Roberson Guimaraes

No filme “Poor Things” (“Pobres Criaturas”) — de Yorgos Lanthimos —, Bella Baxter (Emma Stone) é uma mulher que mora na casa do cirurgião/cientista Godwin Baxter (Willem Dafoe). Situada em uma visão lisérgica da Londres vitoriana, circulam pela casa bizarros gansos-ovelhas e cães-patos. Como descobrimos mais tarde, Bella é o resultado de uma intervenção de Godwin, que tendo recuperado o corpo de uma jovem grávida que tirou a própria vida, implantou nela o cérebro de seu filho não nascido, criando assim uma criatura híbrida.

Emma Stone e Mark Ruffalo: atuação estupenda | Foto: Divulgação

Quando conhecemos Bella, nos deparamos com uma mulher sem memória e sem nenhuma impressão sócio-cultural — fisicamente uma mulher adulta, mas em desenvolvimento uma criança. Ela aprende sobre o mundo como uma criança, através da experiência sensorial, bem como de suas relações com os arquétipos masculinos que orbitam em torno dela. Bella parte para uma odisseia existencial enquanto abre os olhos para o sentido da vida e do significado de ser mulher no mundo real. Se para a maior parte de nós a vida é um amontoado de experiências e circunstâncias que se acumulam por décadas, para Bella o processo acontece de modo rápido e abrupto. No rito de passagem que marca a saída de casa, o filme muda do preto e branco gótico para as cores vivas exuberantes e é como se estivéssemos diante da Dorothy de Lewis Carrol entrando no mundo de Oz.

Yorgos Lanthimos com Emma Stone: diretor de “Pobres Criaturas” | Foto: Divulgação

Ela viaja pela Europa enquanto atravessa os estágios freudianos do desenvolvimento psicossexual.

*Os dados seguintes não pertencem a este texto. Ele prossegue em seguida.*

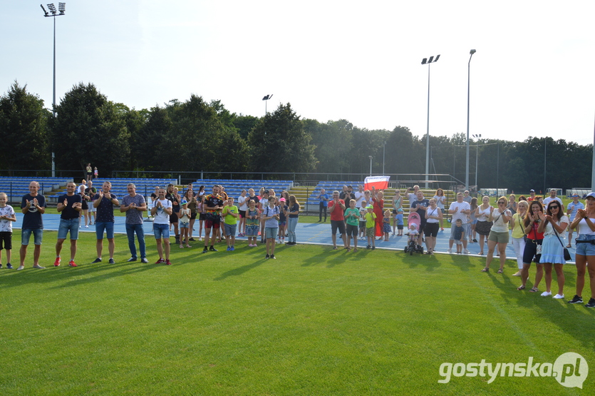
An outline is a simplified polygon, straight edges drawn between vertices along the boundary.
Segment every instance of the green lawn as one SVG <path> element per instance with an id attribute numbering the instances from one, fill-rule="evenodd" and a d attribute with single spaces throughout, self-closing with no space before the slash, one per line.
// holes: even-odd
<path id="1" fill-rule="evenodd" d="M 595 367 L 595 310 L 517 291 L 484 260 L 376 250 L 237 245 L 172 247 L 173 265 L 89 264 L 0 270 L 0 395 L 579 395 L 553 377 L 452 377 L 444 362 L 553 363 L 566 352 Z M 14 240 L 18 246 L 19 231 Z M 157 259 L 148 238 L 149 258 Z M 65 245 L 66 247 L 66 245 Z M 107 246 L 104 249 L 107 251 Z M 3 264 L 6 263 L 4 252 Z M 14 250 L 18 264 L 18 249 Z M 63 256 L 67 255 L 67 249 Z M 64 260 L 64 261 L 66 261 Z M 15 265 L 15 268 L 16 265 Z M 574 295 L 575 269 L 566 270 Z M 533 273 L 532 273 L 533 275 Z M 589 280 L 586 280 L 589 289 Z M 527 288 L 528 289 L 529 288 Z M 588 293 L 584 293 L 585 295 Z M 568 299 L 567 298 L 567 299 Z"/>

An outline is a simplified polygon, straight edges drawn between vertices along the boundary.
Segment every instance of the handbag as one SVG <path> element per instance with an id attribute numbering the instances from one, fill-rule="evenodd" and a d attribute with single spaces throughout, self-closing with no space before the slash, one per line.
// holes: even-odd
<path id="1" fill-rule="evenodd" d="M 552 225 L 552 228 L 554 228 L 554 226 Z M 564 246 L 564 243 L 562 243 L 562 239 L 560 239 L 560 237 L 559 237 L 559 236 L 558 236 L 558 233 L 556 231 L 556 229 L 555 229 L 555 228 L 554 229 L 554 233 L 556 235 L 556 238 L 558 238 L 558 240 L 559 240 L 559 241 L 560 241 L 560 245 L 562 245 L 562 248 L 564 248 L 564 260 L 565 260 L 566 261 L 569 261 L 569 260 L 570 260 L 570 259 L 571 259 L 571 257 L 570 257 L 570 252 L 569 252 L 569 251 L 568 251 L 568 249 L 566 248 L 566 246 Z"/>

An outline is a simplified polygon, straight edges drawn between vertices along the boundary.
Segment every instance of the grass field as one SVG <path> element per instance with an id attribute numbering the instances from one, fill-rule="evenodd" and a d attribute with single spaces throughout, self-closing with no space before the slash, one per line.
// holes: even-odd
<path id="1" fill-rule="evenodd" d="M 318 245 L 172 247 L 173 265 L 89 264 L 0 270 L 0 395 L 579 395 L 553 377 L 455 377 L 444 362 L 553 363 L 566 352 L 595 367 L 595 310 L 517 291 L 481 259 Z M 19 246 L 20 234 L 14 235 Z M 66 245 L 65 245 L 66 247 Z M 148 257 L 157 259 L 148 238 Z M 6 260 L 3 253 L 3 264 Z M 18 264 L 18 248 L 13 264 Z M 67 249 L 63 251 L 63 257 Z M 16 265 L 15 265 L 15 268 Z M 566 268 L 567 299 L 575 268 Z M 532 276 L 534 273 L 532 273 Z M 530 283 L 530 281 L 529 281 Z M 586 280 L 586 290 L 589 289 Z M 529 288 L 527 288 L 528 289 Z M 584 293 L 585 295 L 588 293 Z"/>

A curiosidade infantil em sua busca pelo prazer, conhecimento e independência. O prazer aparece na masturbação, no sexo, na comida: orgasmos, êxtase e ostras.

Freud, Rembrandt e Salvador Dalí

Enquanto persegue sua autonomia, Bella Baxter enfrenta a repressão e o controle castrador representados pelas figuras masculinas. Curiosamente o homem libertário e transgressor Duncan Wedderburn (Mark Ruffalo, ótimo!) revela-se quando diz a Bella que gostava mais dela quando era burrinha, não lia e falava como uma criança. Lanthimos não alivia para os homens e talvez por isso o filme esteja sendo tachado como um libelo feminista.

Emma Stone/Bella Baxter: cena de “Pobres Criaturas” | Foto: Divulgação

O conto de fadas sobre Bella Baxter é uma viagem freudiana alimentada por ácido. Afinal, ela é sua própria mãe e também sua própria filha. Ela teve duas existências e foi criada por um cientista movido por seu próprio trauma, aludindo repetidamente aos experimentos realizados por seu pai contra ele. A estranheza dessa paisagem onírica freudiana é sempre acentuada pelas entonações cruas e espalhafatosas da trilha sonora de Jerskin Fendriks.

Há um sem-número de referências além das já citadas: obviamente o Frankenstein de Mary Shelley; Camus e o suicídio como única questão filosófica realmente séria; A lição de anatomia do Dr. Tulp de Rembrandt e a pungente cena Hieronymus-Boschiana de corpos espalhados na base de um penhasco. O surrealismo de Dalí e o expressionismo alemão, a Ilha do Dr. Moreau… O figurino e a direção de arte são maravilhosos.

É um filme estranho e engraçado, bizarro e imoral às vezes mas também provocativo e corajoso por suas múltiplas possibilidades de interpretação. Para terminar: Emma Stone tem uma atuação soberba. Que atriz!

Roberson Guimarães é médico e crítico.